La ministra del Lavoro e delle Politiche Sociali Marina Elvira Calderone ha difeso le tutele contrattuali italiane e ha invitato i giovani a confrontare le offerte prima di partire. Al Giffoni Film Festival 2026, intervenendo alla presentazione del film “Il quaderno di Tommaso” promossa dalla Fondazione Studi Consulenti del Lavoro, Calderone ha risposto a una domanda su chi lascia l’Italia per lavoro; il passaggio è stato ripreso in un video poi circolato sui social. Calderone, che è stata presidente dell’Ordine dei Consulenti del Lavoro prima dell’incarico di governo (carica che da allora è ricoperta dal marito), ha insistito sull’importanza di scelte ponderate elogiando l'”evoluto sistema del lavoro italiano che non ha eguali nel mondo”. Parole che cozzano con la realtà dei fatti, come testimoniato delle migliaia di reazioni veementi arrivate dal web per smentire la ministra.
L’Invito ai giovani: confrontare le offerte prima di partire
Alla domanda «Cosa direbbe a un giovane che lascia l’Italia per trovare lavoro?», la ministra ha risposto che «è nato nel paese più bello del mondo con delle grandi opportunità». Ha aggiunto che aprire le proprie categorie mentali verso nuovi contesti è utile, ma che è fondamentale fare valutazioni approfondite prima della scelta. Dal suo punto di vista professionale, ha consigliato di «valutare, imparare anche a farsi assistere magari dai tecnici del mondo del lavoro» per ottenere informazioni che consentano di comparare in modo corretto le proposte estere con quelle presenti in Italia. In più passaggi ha ripetuto l’invito a mettere a confronto condizioni contrattuali, livelli retributivi e prospettive di crescita.

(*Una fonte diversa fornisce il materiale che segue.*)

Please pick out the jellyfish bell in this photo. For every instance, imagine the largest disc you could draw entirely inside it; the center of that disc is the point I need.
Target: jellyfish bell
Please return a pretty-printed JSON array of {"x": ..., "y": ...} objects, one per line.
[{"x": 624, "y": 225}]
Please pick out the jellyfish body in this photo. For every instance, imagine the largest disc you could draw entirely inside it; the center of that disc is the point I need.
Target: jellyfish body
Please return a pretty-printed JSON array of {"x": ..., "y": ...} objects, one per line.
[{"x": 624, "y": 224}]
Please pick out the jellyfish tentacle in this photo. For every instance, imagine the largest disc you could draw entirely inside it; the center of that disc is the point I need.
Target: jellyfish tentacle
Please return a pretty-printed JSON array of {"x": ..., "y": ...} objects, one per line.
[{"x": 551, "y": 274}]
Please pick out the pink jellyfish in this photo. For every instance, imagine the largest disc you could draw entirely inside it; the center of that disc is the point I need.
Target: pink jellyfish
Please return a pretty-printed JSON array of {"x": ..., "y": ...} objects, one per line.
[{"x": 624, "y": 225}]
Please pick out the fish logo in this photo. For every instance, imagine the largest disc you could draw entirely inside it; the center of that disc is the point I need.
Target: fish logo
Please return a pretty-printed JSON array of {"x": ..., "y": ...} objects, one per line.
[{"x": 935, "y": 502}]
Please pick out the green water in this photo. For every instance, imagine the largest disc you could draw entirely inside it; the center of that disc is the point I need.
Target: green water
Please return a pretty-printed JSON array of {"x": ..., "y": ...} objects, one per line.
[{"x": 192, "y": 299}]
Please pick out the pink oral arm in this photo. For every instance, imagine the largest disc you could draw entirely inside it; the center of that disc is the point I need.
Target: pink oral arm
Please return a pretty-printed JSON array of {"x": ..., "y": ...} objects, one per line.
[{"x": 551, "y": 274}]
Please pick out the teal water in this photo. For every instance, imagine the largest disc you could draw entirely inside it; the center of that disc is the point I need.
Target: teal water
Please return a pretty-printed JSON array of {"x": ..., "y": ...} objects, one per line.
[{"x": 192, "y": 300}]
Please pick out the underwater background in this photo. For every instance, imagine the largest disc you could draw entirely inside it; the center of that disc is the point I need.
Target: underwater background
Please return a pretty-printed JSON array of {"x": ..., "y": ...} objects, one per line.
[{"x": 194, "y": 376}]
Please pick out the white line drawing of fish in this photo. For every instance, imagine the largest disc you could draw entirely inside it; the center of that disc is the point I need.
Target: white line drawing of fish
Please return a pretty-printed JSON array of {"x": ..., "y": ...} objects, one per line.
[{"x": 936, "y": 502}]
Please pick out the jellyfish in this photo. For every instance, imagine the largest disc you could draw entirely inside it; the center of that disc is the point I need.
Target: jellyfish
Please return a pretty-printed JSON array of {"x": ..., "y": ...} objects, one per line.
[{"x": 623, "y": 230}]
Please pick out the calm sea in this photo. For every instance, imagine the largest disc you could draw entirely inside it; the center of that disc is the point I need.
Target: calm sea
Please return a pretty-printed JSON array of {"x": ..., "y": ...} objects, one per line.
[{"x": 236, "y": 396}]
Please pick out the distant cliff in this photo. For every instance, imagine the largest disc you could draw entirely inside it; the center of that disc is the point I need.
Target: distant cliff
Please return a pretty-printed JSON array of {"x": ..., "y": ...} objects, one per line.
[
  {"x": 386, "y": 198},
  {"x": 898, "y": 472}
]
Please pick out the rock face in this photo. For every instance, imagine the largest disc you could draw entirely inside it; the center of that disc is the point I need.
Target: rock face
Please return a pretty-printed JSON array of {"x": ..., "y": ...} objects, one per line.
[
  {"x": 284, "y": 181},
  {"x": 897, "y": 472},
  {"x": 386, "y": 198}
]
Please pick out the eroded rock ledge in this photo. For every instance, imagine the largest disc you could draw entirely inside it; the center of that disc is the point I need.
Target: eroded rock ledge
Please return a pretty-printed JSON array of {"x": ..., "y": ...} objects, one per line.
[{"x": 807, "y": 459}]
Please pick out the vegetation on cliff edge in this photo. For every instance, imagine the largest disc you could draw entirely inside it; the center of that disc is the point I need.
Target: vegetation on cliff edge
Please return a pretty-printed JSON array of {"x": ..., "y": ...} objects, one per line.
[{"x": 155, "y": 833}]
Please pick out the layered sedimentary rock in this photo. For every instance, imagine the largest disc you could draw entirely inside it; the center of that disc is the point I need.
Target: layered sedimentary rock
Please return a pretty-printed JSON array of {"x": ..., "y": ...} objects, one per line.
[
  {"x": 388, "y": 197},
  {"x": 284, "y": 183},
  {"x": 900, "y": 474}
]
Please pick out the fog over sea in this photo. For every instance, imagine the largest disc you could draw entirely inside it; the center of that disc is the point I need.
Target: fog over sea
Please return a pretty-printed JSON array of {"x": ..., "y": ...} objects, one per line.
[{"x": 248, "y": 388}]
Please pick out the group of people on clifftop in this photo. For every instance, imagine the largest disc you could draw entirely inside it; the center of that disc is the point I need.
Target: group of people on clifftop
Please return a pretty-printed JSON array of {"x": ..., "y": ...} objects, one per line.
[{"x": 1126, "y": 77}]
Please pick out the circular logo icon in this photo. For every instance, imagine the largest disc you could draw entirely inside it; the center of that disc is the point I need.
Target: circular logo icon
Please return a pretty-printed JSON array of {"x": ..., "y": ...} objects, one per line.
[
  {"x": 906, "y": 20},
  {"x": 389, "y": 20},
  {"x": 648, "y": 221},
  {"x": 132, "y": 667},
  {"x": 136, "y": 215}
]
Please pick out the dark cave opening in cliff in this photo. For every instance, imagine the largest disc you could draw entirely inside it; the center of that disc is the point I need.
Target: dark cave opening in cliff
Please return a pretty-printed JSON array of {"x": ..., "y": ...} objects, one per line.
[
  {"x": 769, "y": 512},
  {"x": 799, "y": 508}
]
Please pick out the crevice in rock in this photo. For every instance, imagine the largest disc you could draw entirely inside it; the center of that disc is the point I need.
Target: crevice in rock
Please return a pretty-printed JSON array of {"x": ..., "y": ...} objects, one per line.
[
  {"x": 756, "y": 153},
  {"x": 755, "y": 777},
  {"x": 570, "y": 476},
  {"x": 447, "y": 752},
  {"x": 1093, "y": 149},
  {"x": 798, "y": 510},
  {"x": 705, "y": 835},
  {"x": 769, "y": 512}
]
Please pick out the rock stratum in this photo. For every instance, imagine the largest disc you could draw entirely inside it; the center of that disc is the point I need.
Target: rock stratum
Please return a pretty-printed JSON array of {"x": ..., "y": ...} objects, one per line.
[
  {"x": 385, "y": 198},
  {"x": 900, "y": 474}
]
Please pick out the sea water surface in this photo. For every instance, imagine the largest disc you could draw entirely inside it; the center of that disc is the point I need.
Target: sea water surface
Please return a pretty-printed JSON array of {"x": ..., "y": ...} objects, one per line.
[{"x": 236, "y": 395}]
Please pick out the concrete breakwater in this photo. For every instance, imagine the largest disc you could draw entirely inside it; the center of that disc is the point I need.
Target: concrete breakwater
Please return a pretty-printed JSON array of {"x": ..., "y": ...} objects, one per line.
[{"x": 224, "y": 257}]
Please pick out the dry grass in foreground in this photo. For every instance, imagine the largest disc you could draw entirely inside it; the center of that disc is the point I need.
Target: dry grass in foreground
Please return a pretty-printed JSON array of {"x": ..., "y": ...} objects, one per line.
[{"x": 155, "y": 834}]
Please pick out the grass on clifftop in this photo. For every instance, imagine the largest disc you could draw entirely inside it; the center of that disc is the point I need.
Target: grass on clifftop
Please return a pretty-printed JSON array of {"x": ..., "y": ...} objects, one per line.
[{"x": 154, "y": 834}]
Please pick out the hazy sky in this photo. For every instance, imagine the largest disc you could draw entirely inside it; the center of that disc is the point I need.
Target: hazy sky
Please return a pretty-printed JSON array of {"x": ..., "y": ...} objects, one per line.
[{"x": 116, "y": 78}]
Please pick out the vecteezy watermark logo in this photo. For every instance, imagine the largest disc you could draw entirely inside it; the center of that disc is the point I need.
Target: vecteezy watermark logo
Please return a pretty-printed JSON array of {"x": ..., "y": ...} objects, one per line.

Visualizza questo post su Instagram
Sistema del lavoro e garanzie citate dalla ministra Calderone
Calderone ha definito l’attuale sistema del lavoro italiano «talmente evoluto che non ha eguali in Europa e conseguentemente nel mondo» e ha richiamato l’esistenza dei contratti collettivi nazionali di lavoro, insieme alle garanzie legate all’occupazione regolare. Ha quindi ribadito la necessità di orientarsi con strumenti tecnici e consulenze qualificate quando si valutano percorsi professionali fuori dai confini nazionali, rimarcando il peso delle regole e della contrattazione collettiva nella protezione del lavoratore.
Reazioni online e dibattito
La diffusione del video ha generato reazioni immediate: diversi utenti hanno richiamato il tema dei salari fermi agli anni Novanta e c’è chi ha raccontato di trasferimenti all’estero motivati da condizioni economiche più favorevoli. “E infatti ho valutato che preferisco 4.500 euro di stipendio al mese, con contratto indeterminato, orari umani e flessibili, bonus e possibilità di crescita, rispetto al paese più bello del mondo, che mi godo in ferie”, ha commentato su Instagram un italiano che oggi vive a Stoccolma.
“Lo vada a dire a chi fa ricerca scientifica ai massimi livelli e si trasferisce a fare i post doc dall’altra parte del mondo perché in Italia è sottopagato, di aprire le categorie mentali”, dice un altro utente. “Le grandi opportunità? Sono lavorare senza contratto a 800 euro al mese senza nessun diritto, nel paese più bello del mondo”.
Nel suo finale, da «tecnico del mondo del lavoro», la ministra ha ribadito: «possiamo ancora dire viva l’Italia», perché oltre a essere il Paese più bello del mondo «è un paese che offre anche delle buone garanzie e non bisogna mai confondere l’illegalità con la legalità». Affermazioni che non trovano riscontro con la realtà.